According to the website of the 169-year-old Punjab Prisons Department, the area of this jail’s building measures 17 acres, while the prison’s colony is spread over 26 acres, two kanals and 12 marlas, and its agricultural land spans over 22 acres and four kanals. The area of barren land on this facility is two acres.

While the authorised accommodation of this jail is for 539 prisoners, not fewer than 804 prisoners are confined here. Attock jail is one of the 40 prisons currently functional in Punjab. A British officer, Dr C Hathaway, was the first inspector general of prisons posted here.

At the time of independence, Punjab had inherited 19 jails, whereas 21 more prisons had been commissioned after 1947. It was also at this Attock Fort that the trial of various officers of the country’s armed forces was held in 1973 and then in 1985.

Eminent lawyers like Manzur Qadir, SM Zafar, Ijaz Hussain Batalvi, Aitzaz Ahsan and Wasim Sajjad have been defending the disgruntled officers of armed forces in these Attock Fort trials.

All of these solicitors had gone on to win a lot of glory and acclaim in the decades that followed.

A large number of army and air force officers were reportedly arrested in the “1973 Attock Conspiracy Case” on March 30 of the same year on charges of conspiring to overthrow the government of former premier Zulfiqar Ali Bhutto.

The detainees at Attock included Major Nadir Pervez, who later became a federal minister in one of the Nawaz Sharif governments.

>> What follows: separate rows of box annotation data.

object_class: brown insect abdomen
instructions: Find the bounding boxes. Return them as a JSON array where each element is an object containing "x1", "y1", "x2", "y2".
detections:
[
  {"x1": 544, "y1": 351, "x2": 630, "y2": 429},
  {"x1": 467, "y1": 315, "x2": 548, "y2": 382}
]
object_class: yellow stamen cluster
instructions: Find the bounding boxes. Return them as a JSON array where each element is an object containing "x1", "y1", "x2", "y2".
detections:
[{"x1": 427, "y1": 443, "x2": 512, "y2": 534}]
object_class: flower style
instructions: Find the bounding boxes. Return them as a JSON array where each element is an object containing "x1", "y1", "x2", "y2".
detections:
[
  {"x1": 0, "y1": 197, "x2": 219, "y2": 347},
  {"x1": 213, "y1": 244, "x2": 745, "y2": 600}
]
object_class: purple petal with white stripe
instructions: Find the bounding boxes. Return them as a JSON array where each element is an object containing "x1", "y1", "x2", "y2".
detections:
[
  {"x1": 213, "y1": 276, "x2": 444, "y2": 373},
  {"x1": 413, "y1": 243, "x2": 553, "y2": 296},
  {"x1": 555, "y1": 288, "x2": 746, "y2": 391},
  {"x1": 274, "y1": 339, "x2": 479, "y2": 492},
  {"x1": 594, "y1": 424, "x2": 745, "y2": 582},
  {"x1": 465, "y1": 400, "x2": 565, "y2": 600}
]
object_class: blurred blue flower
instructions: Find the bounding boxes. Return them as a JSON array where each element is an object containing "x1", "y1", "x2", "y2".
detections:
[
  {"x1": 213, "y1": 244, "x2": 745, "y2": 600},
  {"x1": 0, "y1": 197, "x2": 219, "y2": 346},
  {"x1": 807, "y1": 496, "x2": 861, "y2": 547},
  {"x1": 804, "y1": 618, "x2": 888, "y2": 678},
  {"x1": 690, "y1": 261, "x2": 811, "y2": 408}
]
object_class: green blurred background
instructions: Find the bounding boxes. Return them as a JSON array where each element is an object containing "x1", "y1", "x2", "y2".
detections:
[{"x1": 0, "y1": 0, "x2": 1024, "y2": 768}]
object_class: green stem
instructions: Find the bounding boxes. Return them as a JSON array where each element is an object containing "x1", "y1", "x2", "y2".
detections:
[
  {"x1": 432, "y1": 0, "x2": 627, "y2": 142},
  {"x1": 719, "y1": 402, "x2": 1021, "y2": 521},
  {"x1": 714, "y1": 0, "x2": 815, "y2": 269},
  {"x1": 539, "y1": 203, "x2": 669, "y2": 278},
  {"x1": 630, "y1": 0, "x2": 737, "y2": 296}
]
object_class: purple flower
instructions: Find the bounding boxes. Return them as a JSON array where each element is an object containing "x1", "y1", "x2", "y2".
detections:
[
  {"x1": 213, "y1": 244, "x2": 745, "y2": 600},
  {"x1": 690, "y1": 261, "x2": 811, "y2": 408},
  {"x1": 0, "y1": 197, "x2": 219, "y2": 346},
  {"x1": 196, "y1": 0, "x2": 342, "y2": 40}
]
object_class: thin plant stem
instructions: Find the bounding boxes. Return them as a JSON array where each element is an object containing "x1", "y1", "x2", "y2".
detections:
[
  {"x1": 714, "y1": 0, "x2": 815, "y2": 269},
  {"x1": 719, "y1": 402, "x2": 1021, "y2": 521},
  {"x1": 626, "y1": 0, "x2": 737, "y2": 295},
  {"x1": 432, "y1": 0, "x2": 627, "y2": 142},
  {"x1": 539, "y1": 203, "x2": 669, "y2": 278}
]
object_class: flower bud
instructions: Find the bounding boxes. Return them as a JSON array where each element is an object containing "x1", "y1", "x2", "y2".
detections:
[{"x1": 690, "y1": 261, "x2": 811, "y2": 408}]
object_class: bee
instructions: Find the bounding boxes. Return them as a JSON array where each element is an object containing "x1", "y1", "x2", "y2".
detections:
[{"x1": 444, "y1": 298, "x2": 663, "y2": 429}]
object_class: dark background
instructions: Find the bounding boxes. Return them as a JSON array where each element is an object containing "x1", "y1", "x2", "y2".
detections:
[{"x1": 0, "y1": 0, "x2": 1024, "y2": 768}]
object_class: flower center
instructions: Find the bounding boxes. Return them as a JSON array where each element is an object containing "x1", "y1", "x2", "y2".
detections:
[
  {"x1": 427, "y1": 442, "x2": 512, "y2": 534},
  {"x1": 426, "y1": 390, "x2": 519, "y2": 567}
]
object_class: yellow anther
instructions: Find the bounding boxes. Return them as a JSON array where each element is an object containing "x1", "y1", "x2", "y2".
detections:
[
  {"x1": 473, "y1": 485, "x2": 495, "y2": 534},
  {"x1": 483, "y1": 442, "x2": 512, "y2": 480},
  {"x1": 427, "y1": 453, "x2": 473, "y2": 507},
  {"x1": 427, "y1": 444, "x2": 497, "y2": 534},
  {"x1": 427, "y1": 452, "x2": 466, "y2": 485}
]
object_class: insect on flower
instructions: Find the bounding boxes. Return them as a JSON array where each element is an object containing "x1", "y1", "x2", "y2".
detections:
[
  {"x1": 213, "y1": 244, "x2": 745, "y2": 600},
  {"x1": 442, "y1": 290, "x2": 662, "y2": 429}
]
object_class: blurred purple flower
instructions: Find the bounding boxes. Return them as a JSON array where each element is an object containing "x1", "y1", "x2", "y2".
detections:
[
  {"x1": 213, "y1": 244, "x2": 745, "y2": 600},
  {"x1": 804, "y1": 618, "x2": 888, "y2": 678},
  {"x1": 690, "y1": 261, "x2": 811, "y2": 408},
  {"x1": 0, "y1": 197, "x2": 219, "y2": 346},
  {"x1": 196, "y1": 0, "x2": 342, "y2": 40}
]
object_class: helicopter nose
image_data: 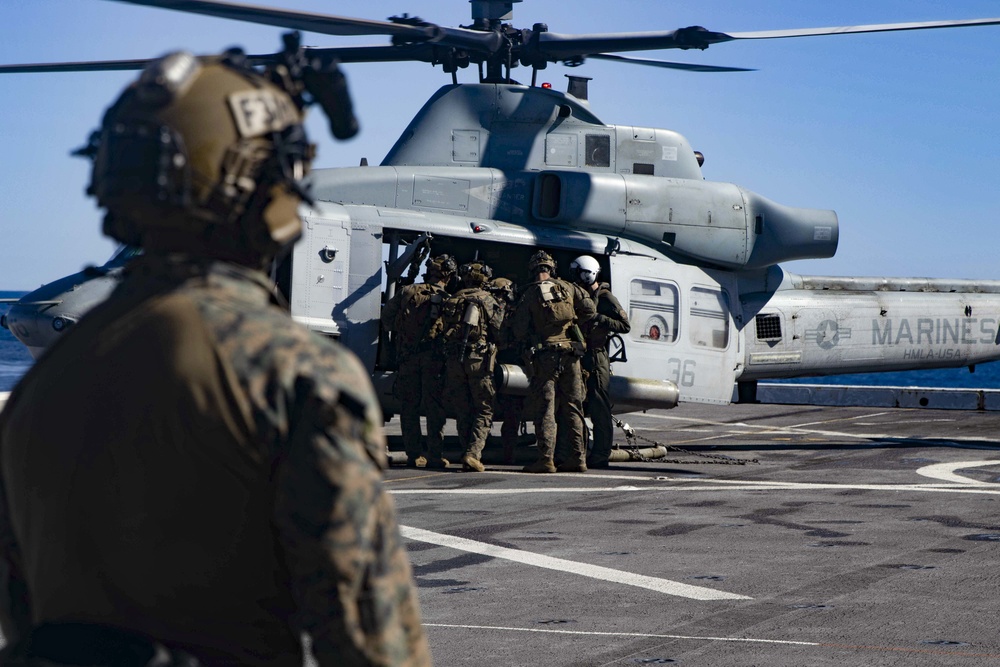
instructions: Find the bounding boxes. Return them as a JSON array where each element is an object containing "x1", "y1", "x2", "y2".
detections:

These officers felt Bhutto’s refusal to accept Sheikh Mujibur Rehman’s election victory in 1970 had led to resentment, which ultimately resulted in their loss in the 1971 war with India.

Dozens of armed services personnel, along with some civilians, lawyers and police officers, were also arrested in January 1984. Many of them were interrogated and subsequently released.

They were charged by Special Military Court Number 64 with plotting to ‘wage a war’ against the General Zia-ul-Haq regime and conspiring to commit sedition by holding meetings and publishing subversive literature. They were also charged with colluding to assassinate Zia and blow up strategic state and army installations.

These January 1985 trials had ended in the acquittal of 12 people, including that of noted Barrister, Raza Kazim. The government claimed it had uncovered a ‘foreign-inspired’ plot to smuggle arms from a ‘neighbouring country’ aimed at ‘subversion’ and ‘terrorism.’